WASHINGTON (Reuters) – The Internal Revenue Service could return about $5 to $7 of increased tax collection for every additional dollar that its enforcement budget is increased, IRS Commissioner Charles Rettig told a congressional panel on Thursday.
Rettig told a House Ways and Means Committee oversight hearing that a $1 billion increase in the agency’s budget would allow it to add about 4,500 revenue officers and agents. The agency has lost about 15,000 enforcement staff over the past decade as its budgets were cut.
“The number that you’ll typically see published is around a 5 to 7 to 1 return on investment” for enforcement, Rettig said.
His comments support an effort under way in the Biden administration to focus on closing the “tax gap,” the difference between taxes legally owed and those actually collected.
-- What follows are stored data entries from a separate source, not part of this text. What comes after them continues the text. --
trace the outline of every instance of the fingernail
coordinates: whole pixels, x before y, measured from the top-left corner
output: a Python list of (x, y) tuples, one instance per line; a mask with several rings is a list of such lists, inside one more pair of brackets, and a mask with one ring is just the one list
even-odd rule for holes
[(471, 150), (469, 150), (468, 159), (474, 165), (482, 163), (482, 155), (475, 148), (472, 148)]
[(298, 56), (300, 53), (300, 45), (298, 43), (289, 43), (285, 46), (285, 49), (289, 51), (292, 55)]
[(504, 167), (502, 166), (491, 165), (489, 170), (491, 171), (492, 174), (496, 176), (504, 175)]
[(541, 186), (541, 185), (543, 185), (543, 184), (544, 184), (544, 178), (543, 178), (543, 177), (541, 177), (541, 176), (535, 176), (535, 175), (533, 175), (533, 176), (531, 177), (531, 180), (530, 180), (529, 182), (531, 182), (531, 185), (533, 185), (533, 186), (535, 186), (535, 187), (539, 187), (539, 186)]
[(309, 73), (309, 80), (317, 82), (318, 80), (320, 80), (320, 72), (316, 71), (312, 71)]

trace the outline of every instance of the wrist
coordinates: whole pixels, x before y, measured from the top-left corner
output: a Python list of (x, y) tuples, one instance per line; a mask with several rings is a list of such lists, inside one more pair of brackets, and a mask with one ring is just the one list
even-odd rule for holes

The Treasury on Tuesday hired Wharton School economist Natasha Sarin, who has argued for stronger tax enforcement and whose research with Harvard economist and former Treasury Secretary Larry Summers estimates the tax gap could be $7.5 trillion over the 2020-2029 period. [L1N2LE1KU]
The IRS budget fell to about $11.95 billion in 2020 from an inflation-adjusted $14.6 billion in 2010, largely as a result of Republican-driven budget cuts that Democrats want to reverse.
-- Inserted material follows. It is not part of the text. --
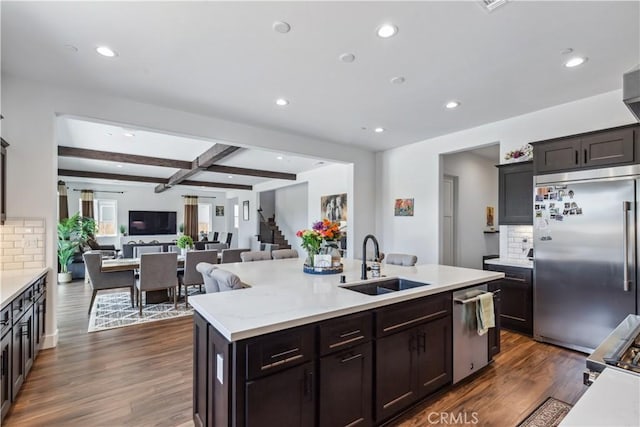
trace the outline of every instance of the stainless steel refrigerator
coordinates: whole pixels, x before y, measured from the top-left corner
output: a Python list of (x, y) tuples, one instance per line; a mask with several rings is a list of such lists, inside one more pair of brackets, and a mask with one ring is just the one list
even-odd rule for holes
[(590, 353), (638, 313), (640, 165), (534, 177), (534, 338)]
“We’ve got to put more money into the IRS, to get you more officers, to do audits, to get you more service agents, more people to answer the telephone, to fix up the technology,” Democratic Representative Tom Suozzi told Rettig. “You need more money, and you’ll bring more money into the federal government.”
Rettig said the IRS would be issuing a report on Monday showing that its enforcement efforts needed more than a “body-count” increase but also more specialized agents to go after sophisticated high-income tax filers and offshore accounts.
He agreed on Wednesday to extend this year’s tax filing deadline by about a month to May 17 due to the coronavirus pandemic.